Navarre, on the radio Tuesday morning
Navarre, on the radio Tuesday morning

TOLEOD -- Since Toledo Police Detective Keith Dressel was shot and killed in the line of duty, there's been an outpouring of support and donations for his family.  In only twelve hours, Toledoans raised thousands of dollars with the help of a local radio station.  Today, Police Chief Mike Navarre accepted the donation, and spoke on the air about the family and the detective's funeral.

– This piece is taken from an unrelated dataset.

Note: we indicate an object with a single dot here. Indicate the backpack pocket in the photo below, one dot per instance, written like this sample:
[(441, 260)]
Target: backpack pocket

Detective Dressel was shot and killed last Wednesday after a confrontation in north Toledo.  Police say Dressel and two other undercover officers confronted 15-year-old Robert Jobe and 19-year-old Sherman Powell on Ontario Street around 2:00am.  Jobe and Powell ran, and when Dressel caught up to Jobe, police say Jobe pulled a .38 caliber Smith & Wesson and fired once, hitting Dressel in the chest.

The other two officers tackled Powell and took him into custody.  Jobe ran from the scene, then turned himself in shortly after 11:00am that same day.  Both Jobe and Powell are in jail, awaiting further court action.

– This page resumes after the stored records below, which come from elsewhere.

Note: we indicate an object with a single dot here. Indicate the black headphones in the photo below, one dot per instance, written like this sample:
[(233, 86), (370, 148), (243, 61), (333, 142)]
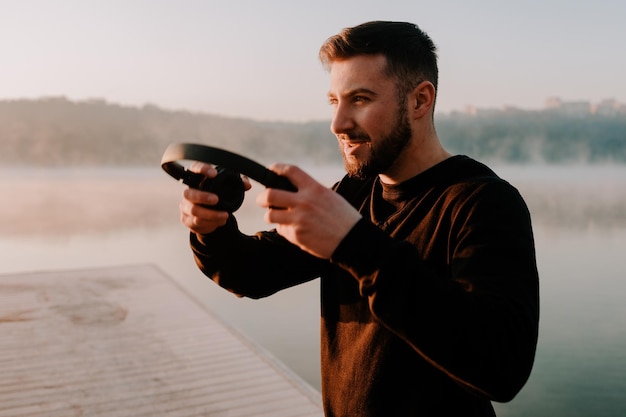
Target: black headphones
[(227, 184)]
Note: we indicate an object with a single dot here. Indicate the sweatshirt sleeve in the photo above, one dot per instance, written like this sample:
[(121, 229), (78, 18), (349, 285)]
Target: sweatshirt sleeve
[(467, 299), (252, 266)]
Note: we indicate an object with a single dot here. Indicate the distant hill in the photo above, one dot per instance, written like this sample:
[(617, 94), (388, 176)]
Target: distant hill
[(57, 131)]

Monday's funeral for Dressel drew hundreds of police officers to a church in Temperance, Michigan.  He was eulogized as a dedicated family man and dedicated police officer.  Those hundreds of police officers then formed a 5-mile-long procession to the cemetery, where Dressel was buried with full honors.

The normally upbeat morning pop-music show on KISS-FM was stunningly solemn, but also proud.  Tuesday morning, Police Chief Mike Navarre was on the air with host Andrew Z, to receive a check for more than $5,000 and a community condolence card filled with signatures and messages of sympathy.  The station also played a specially-mixed song that included some sound clips from yesterday's funeral.

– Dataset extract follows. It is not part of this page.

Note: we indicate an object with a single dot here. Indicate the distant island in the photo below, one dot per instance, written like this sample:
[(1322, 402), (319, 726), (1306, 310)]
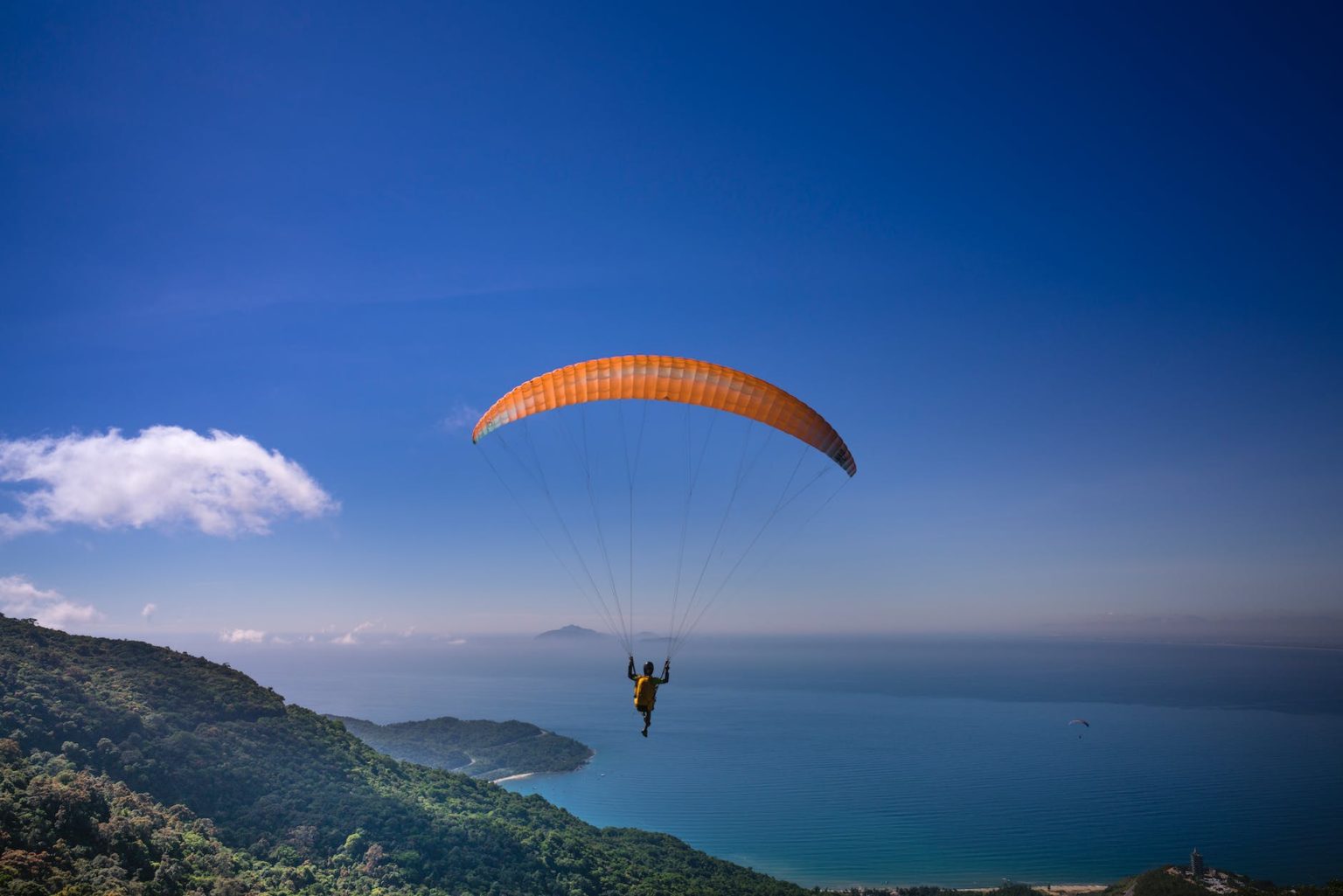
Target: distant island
[(145, 771), (489, 750), (573, 632)]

"I have received hundreds of emails, letters, phone calls, contributions, literally thousands of contributions and the family can use that, and that's a good thing," said Navarre on the air.

"It makes people feel part of the healing process even if it's just a couple of dollars they've thrown into a milk jub at a Sterling store -- makes  them feel like they are helping," said host Andrew Zapata.  "The community has come together to support this family -- and they need to stay together."